Additionally, being data-driven requires more than just leveraging data to identify a problem; companies must start applying smart data analytics–which we at Kubit call augmented analytics–to answer the “Now what?”, and push the data to do more, and take teams further into next steps.

Determine Data Quality

Imagine a CEO sends out a furious email saying a recent update has broken the company’s top-performing app, and she or he wants a solution–fast. This triggers a mad dash for data to figure out what’s going on–much like the A/B testing scenario I described earlier. After lots of double-work and siloed analysis, it’s decision-making time.

It’s tempting to cherry-pick the data that justifies the assessment of the highest-paid person in the room (and subsequently ignoring data that undermines it). I call this “data bullying,” and it forces businesses to ignore the very point of using data to drive intelligent business decisions: objective, “truthful” data. Once data quality is compromised, teams are working with half-truths, and that can lead to expensive mistakes.

To become a business that’s actually data-driven, make sure people are asking the right questions to ensure the data was handled correctly. Using only trustworthy data is something we learned in school (Wikipedia is not a reliable source), and it applies to analytics, as well. Data must be clean and make sense to be worthy of basing decisions off of it.

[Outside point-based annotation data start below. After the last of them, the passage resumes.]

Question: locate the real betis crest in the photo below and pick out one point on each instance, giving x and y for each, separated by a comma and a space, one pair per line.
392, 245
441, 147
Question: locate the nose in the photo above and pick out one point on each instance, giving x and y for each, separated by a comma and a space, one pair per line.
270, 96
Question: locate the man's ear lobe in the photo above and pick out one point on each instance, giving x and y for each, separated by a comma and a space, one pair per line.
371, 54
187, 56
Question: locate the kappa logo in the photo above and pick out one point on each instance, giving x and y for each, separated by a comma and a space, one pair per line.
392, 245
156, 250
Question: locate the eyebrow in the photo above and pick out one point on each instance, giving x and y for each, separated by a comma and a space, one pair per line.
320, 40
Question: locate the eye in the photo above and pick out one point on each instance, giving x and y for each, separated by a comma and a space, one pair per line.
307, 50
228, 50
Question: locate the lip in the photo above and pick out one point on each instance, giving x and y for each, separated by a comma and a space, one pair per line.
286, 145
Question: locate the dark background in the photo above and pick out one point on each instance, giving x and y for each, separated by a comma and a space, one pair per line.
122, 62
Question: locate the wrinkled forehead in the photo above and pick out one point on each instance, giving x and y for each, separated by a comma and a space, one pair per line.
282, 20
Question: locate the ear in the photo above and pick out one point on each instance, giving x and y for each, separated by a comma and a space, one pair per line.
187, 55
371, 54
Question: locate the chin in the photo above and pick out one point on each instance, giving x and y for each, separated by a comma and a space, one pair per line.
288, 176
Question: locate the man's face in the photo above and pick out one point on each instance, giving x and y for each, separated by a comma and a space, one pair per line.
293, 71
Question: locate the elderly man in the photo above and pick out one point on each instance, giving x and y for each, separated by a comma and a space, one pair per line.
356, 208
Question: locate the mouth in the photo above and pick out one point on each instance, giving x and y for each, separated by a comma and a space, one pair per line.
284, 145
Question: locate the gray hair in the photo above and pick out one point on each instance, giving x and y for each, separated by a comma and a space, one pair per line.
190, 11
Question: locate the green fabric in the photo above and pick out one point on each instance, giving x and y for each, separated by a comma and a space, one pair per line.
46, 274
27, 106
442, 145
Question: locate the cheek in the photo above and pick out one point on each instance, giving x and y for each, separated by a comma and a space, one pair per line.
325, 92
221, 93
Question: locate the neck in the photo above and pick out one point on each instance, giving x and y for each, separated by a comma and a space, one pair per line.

The irony here is that the more you build on a data-driven culture, the bigger and more successful your business can become–making data quality and control maintenance more of a challenge.

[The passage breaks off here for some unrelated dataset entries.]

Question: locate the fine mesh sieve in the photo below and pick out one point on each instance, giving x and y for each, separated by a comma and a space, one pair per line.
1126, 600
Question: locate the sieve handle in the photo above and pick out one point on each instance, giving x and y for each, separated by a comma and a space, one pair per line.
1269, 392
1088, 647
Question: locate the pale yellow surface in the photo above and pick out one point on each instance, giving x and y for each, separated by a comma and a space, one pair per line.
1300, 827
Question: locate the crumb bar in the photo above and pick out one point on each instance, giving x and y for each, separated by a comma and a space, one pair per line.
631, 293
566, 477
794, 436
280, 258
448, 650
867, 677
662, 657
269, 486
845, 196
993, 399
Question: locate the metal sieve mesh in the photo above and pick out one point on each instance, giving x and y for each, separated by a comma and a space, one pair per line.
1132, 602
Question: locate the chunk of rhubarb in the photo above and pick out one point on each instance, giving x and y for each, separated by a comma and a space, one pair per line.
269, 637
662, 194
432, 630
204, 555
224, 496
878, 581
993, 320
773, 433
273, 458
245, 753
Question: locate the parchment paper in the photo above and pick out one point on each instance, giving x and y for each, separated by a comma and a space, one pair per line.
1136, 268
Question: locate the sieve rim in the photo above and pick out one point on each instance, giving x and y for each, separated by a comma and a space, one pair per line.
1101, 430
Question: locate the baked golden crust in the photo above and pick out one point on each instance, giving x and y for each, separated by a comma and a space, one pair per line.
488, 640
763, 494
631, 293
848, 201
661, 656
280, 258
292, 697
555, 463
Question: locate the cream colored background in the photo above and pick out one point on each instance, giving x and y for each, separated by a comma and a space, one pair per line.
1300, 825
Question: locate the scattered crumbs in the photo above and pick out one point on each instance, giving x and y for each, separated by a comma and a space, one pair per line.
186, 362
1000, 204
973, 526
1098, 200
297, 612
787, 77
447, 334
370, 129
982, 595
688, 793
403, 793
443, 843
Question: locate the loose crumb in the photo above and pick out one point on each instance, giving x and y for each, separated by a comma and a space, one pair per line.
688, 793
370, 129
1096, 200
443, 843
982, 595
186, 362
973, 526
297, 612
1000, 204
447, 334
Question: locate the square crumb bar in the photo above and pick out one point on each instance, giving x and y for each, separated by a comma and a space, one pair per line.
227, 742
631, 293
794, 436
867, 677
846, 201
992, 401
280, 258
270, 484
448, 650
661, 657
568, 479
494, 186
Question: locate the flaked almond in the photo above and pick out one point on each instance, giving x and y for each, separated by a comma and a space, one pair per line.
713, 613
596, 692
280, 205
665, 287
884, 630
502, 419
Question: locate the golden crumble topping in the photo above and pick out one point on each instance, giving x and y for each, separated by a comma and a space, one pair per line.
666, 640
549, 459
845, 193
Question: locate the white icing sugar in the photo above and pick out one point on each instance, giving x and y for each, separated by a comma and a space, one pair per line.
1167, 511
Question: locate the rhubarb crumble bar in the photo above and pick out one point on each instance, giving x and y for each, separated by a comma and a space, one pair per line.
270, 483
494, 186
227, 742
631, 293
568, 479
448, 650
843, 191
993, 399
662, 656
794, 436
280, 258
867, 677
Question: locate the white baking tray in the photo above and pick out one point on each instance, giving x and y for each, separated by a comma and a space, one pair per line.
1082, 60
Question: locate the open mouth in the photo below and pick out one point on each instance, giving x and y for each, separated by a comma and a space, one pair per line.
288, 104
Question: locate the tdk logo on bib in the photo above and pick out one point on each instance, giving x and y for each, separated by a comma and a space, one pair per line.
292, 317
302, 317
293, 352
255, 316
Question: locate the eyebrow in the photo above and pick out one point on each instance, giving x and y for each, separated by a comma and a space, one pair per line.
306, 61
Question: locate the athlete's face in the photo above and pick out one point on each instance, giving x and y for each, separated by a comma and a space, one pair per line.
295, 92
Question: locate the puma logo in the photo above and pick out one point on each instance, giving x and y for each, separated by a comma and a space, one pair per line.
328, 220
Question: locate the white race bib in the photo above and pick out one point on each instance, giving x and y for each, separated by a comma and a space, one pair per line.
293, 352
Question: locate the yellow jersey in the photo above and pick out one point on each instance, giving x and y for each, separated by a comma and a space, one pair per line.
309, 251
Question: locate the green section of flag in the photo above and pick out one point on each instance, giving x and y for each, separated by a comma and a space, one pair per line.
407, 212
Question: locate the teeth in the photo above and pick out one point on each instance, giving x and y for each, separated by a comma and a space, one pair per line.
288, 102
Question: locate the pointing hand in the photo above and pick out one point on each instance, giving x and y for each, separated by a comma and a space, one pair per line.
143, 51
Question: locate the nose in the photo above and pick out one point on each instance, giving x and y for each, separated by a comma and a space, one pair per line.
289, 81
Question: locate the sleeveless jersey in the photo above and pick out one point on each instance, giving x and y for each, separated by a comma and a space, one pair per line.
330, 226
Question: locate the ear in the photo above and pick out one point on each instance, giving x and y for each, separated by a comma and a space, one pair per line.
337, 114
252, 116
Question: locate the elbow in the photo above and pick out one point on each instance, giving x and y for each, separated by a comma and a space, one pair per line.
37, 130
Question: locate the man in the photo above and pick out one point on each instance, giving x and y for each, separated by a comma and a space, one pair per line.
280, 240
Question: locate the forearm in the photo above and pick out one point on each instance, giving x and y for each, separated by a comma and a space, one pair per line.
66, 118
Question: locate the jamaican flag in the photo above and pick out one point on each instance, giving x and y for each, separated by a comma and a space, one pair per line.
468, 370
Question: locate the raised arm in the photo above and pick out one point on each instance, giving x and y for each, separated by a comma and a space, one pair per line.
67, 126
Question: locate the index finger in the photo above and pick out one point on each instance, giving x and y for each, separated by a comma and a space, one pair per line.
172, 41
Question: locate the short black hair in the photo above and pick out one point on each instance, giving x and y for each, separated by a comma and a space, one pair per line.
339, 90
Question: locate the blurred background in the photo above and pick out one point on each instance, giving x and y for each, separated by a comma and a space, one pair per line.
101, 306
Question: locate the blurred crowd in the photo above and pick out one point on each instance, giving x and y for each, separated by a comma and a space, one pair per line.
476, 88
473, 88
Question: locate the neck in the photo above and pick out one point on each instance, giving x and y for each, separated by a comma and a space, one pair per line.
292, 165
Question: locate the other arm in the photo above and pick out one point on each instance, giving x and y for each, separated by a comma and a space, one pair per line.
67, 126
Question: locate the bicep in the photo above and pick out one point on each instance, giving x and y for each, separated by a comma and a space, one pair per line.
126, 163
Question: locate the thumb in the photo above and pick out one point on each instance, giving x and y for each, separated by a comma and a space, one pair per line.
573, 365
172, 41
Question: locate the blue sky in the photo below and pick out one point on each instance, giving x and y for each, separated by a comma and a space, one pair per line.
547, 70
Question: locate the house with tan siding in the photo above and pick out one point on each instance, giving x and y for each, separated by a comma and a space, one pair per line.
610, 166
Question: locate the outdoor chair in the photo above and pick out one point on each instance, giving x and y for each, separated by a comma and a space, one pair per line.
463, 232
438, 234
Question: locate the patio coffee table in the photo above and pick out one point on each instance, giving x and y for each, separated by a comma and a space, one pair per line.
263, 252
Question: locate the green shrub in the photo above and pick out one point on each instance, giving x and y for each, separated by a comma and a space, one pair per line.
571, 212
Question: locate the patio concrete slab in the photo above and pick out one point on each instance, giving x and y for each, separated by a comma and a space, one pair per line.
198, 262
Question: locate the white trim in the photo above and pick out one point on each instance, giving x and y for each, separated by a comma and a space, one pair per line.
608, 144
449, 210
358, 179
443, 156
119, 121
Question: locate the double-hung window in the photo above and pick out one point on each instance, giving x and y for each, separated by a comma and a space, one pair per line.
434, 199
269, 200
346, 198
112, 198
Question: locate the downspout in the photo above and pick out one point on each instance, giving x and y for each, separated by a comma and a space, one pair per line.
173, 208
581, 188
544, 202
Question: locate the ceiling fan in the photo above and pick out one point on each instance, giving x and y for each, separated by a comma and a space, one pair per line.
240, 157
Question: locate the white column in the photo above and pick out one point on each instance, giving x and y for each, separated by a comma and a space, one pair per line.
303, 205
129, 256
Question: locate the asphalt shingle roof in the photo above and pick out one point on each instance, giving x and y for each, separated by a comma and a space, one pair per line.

That’s why Kubit designed workflow processes around organization and transparency. Instead of wading through several versions of reports using various sources of data, Kubit’s Investigation Board guides the data-driven process in a way that puts everyone on the same page, and everything can be traced to a single source of truth.

Widen the Decision-Making Circle

It’s not entirely accurate to describe a company culture as “data-driven” if the information gathering and decision making processes are in the hands of only a few people. (Outside of data analysis, this concept is growing in popularity as more research ties it to employee turnover and engagement.)

I’ve seen firsthand the benefits that come from providing more employees with access to data so they can proactively discover insights and come up with the next big idea. Crucial to this shift is creating a portal that’s usable for everyone–which is why Kubit has made self-serve data analytics possible through its user-friendly Query Builder (while also focusing on the issue of data quality, addressed previously).

Communication is a major part of building a data-driven culture, so with things like Slack and email, why is that still an issue? Because conversations on those platforms take place outside of the data and are often mixed in with conversations about other issues. Centralizing communications in the same place as the data will help teams avoid the common pitfall of doing parallel or redundant work, and makes searchable, organized input easy. This need for aligned, data-based ideation is why Kubit made its collaborative communication tool a part of its platform–because getting lost in email threads is not collaborative communication.

I’ll end this post with one final observation coming out of Product World: there is no shortage of project management, data, and AI software out there. But just like finding the right data for each product, every company must find the right software for them. That doesn’t mean more bells and whistles–it means finding the software that will help teams close the gaps between each other, between themselves and their product users, and between an ever-growing set of data sources.

Despite the competition, I feel we’re on the right side of history; Kubit’s team has brought their decades of collective experience working in product analytics to address the pain points that so many companies are still experiencing with data–and I look forward to seeing the competitive heights our users will soar to.